McGilvary, T.; Gupta, K.; Dobson, A. J.; Woodling, N.

2026-05-29 genetics
10.64898/2026.05.28.728476 bioRxiv
Show abstract

Our research is only as good as our tools allow it to be. The fruit fly Drosophila has been a fundamental discovery platform in uncovering evolutionarily conserved biological underpinnings of ageing, due in large part to an ever-expanding functional genetic toolbox which permits fine-tuneable and cell-type-specific modulation of gene expression with relative ease. However, many existing gene expression systems present limitations for studying fly ageing, including off-target effects for inducing agents that allow temporal control. More recently-generated tools such as the auxin-based gene expression system (AGES) therefore present opportunities as potential alternatives in our methodological repertoire for ageing research. Here we have evaluated the AGES system in a variety of contexts in Drosophila ageing. We find that AGES can effectively induce transgene expression across a range of ages, albeit with tissue-specific efficiency. However, we also observe several phenotypes from auxin feeding, even in non-AGES genotypes, that may confound studies focused on ageing research, including reduced body mass and reduced survival under starvation and oxidative stress conditions. We also observe phenotypes from activating the AGES machinery, including shortened lifespan, that could present challenges for using AGES in longevity-based studies.

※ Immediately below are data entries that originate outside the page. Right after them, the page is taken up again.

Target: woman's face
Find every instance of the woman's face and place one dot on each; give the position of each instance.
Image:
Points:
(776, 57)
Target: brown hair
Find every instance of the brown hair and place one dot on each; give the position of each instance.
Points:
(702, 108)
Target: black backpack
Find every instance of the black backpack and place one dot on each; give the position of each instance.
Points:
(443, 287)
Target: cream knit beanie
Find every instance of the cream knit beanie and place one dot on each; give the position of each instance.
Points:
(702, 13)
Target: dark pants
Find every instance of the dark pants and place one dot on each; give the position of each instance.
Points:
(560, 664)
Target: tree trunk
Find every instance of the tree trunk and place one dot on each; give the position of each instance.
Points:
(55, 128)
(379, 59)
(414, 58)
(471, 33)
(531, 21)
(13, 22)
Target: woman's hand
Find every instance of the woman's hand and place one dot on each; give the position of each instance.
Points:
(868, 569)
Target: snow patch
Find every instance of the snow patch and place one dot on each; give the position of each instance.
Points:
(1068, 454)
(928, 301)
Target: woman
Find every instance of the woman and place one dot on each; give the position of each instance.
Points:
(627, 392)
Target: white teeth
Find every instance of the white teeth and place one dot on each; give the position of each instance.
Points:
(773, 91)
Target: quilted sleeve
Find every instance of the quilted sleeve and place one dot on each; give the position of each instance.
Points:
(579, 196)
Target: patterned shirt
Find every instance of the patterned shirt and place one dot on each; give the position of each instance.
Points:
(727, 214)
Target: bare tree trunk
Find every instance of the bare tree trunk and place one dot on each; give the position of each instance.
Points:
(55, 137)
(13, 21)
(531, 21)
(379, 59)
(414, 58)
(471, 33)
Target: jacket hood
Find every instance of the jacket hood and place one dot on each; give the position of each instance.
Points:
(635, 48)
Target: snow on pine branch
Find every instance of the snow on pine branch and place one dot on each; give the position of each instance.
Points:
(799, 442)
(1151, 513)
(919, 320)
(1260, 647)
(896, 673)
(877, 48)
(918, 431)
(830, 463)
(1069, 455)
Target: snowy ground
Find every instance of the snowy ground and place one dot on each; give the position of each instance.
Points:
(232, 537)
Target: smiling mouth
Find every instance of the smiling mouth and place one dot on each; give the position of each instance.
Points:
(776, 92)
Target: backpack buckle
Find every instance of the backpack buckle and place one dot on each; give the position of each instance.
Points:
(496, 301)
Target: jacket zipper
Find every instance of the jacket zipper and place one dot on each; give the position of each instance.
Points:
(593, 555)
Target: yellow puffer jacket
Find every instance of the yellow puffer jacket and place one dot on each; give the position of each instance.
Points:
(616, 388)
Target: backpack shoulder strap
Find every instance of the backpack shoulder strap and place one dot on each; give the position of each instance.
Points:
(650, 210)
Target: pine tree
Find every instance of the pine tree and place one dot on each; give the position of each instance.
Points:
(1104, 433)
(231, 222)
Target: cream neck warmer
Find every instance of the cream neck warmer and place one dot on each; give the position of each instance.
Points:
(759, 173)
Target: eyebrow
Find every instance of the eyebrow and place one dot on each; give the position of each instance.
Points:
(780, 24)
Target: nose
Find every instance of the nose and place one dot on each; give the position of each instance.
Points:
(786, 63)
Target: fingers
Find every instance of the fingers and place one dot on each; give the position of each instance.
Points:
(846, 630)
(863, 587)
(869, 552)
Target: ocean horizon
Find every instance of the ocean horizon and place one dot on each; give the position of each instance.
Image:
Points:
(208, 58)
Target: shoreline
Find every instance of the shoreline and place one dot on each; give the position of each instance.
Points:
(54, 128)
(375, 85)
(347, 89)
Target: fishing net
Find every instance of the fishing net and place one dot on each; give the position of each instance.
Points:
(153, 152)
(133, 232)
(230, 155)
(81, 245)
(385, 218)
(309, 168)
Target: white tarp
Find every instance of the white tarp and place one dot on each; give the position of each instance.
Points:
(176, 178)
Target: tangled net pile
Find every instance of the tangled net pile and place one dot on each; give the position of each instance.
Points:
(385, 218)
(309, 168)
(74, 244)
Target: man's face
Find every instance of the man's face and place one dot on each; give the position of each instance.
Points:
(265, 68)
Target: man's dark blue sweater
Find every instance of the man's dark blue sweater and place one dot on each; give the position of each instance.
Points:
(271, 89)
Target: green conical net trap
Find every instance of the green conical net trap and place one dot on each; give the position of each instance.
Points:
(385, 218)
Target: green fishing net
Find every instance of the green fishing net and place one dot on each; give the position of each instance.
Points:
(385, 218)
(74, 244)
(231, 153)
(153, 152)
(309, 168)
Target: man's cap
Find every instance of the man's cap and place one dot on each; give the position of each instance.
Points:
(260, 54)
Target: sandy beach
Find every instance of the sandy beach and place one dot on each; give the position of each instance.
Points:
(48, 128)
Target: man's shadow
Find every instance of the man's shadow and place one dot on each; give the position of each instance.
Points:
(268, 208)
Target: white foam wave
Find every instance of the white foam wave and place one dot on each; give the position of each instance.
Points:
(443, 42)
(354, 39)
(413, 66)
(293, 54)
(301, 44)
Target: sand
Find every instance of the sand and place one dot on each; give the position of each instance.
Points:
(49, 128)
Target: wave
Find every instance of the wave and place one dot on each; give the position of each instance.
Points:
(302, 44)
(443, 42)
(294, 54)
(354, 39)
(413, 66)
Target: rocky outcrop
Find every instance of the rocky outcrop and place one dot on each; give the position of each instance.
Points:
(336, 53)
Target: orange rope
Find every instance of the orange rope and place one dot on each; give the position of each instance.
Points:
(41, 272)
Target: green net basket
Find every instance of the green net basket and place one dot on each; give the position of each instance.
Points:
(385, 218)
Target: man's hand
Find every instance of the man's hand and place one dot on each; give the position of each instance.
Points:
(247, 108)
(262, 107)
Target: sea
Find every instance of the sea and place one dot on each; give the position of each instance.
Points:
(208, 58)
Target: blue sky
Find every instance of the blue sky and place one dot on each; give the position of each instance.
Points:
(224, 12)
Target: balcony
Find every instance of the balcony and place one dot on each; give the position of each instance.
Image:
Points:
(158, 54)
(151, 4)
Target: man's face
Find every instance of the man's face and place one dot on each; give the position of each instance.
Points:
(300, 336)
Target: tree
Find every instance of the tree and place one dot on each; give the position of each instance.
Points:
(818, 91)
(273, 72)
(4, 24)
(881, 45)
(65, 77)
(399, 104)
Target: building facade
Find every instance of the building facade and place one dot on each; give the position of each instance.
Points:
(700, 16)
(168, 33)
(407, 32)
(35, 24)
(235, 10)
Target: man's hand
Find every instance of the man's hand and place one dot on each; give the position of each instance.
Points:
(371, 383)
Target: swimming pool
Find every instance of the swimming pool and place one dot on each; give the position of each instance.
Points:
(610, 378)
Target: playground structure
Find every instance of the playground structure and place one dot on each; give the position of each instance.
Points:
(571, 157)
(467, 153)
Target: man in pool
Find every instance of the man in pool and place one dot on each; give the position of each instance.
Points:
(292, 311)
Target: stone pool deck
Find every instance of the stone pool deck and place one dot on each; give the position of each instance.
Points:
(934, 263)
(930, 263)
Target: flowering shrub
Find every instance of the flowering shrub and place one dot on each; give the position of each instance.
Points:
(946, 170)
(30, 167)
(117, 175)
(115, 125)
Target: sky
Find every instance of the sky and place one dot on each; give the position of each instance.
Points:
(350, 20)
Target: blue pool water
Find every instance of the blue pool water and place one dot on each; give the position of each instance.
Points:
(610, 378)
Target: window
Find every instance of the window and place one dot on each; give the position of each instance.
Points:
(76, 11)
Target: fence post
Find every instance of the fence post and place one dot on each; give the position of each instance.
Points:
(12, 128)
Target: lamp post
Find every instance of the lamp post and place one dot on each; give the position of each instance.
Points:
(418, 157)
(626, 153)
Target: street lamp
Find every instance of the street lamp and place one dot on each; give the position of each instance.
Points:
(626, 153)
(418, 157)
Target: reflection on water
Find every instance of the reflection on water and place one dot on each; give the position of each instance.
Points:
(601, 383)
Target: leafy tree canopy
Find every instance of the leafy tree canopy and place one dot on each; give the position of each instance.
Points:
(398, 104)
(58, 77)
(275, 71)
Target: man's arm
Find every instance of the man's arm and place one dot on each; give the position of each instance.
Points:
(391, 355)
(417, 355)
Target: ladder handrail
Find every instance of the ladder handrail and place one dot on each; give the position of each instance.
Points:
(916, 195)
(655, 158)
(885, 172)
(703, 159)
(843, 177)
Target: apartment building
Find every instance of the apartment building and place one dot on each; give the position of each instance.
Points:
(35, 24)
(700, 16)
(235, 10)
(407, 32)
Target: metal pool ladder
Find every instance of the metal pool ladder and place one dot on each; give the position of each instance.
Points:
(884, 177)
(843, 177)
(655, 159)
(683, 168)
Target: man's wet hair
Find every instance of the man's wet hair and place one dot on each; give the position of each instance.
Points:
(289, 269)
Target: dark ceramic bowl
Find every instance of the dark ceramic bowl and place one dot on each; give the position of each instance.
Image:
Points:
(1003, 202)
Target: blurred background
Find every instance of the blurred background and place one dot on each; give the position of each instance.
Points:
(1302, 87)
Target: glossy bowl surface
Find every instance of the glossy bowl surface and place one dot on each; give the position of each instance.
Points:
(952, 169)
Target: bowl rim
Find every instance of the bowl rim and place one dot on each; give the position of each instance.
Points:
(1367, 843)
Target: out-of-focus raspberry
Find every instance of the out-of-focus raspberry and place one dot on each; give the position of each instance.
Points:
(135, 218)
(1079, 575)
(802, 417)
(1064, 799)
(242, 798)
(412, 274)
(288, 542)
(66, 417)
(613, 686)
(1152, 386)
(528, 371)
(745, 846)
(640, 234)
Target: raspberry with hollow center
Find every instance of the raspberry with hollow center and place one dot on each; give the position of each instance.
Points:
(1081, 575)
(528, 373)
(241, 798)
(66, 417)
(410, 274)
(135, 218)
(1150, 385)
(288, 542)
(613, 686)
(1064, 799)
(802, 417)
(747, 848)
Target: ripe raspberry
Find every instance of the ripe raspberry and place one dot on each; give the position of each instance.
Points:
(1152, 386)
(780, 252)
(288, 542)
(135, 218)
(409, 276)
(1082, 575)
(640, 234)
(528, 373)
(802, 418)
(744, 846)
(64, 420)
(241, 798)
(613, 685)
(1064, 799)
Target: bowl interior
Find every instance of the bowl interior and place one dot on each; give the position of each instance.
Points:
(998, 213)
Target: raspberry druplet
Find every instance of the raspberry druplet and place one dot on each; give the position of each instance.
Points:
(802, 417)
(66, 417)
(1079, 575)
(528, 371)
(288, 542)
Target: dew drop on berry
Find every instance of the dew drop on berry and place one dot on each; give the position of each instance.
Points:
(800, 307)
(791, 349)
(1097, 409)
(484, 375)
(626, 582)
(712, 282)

Nevertheless, we find that AGES can be used to recapitulate at least some effects of well-established pro-longevity interventions - for instance reduced fecundity from expression of a dominant-negative form of the insulin receptor - reinforcing the value of AGES in certain domains. Taken together, our results underscore the need for caution and comprehensive controls in ageing studies that rely on functional genetics, regardless of the chosen genetic toolset.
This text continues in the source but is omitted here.